Watching this film, not only do feel nothing but the highest degrees of sympathy for the very put-upon McMartins, but you also gain a much higher understanding of how exactly something like this could happen. It’s very much like an avalanche picking up speed and more snow as it barrels down a mountain. It’s scary to watch as the hysteria grows and it makes you glad that you don’t work with children. In this movie, that very act is portrayed like holding a live hand-grenade.

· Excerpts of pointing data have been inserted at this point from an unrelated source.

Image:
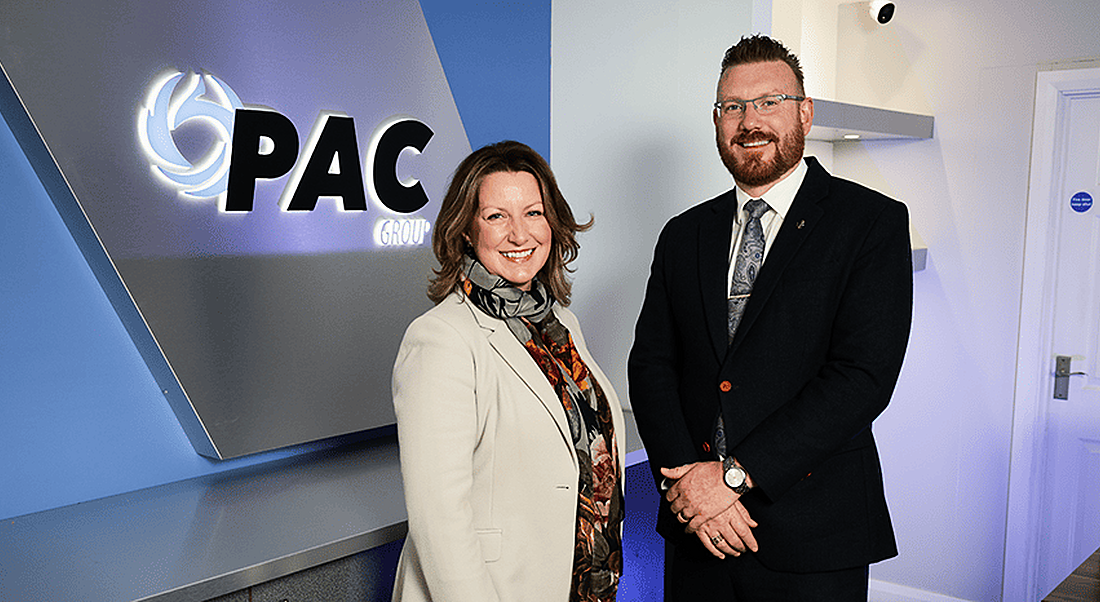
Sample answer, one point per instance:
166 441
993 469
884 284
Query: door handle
1062 375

In closing, I just want to say that truly believe that the McMartins are innocent. They happened to be caught in a hurricane of hysteria and insanity that has only been rivaled by the aforementioned Salem and McCarthy trials and I hope that in the next life, they are heralded as kings. For what they went through, they deserve it. As for Condit… well, we may never really know what happened. It’s been made abundantly clear that he’s not going to be giving the police any help. But as I said, it doesn’t really matter if we get the truth or not. In the court of public opinion, he did it, hands down. And that’s good enough for us.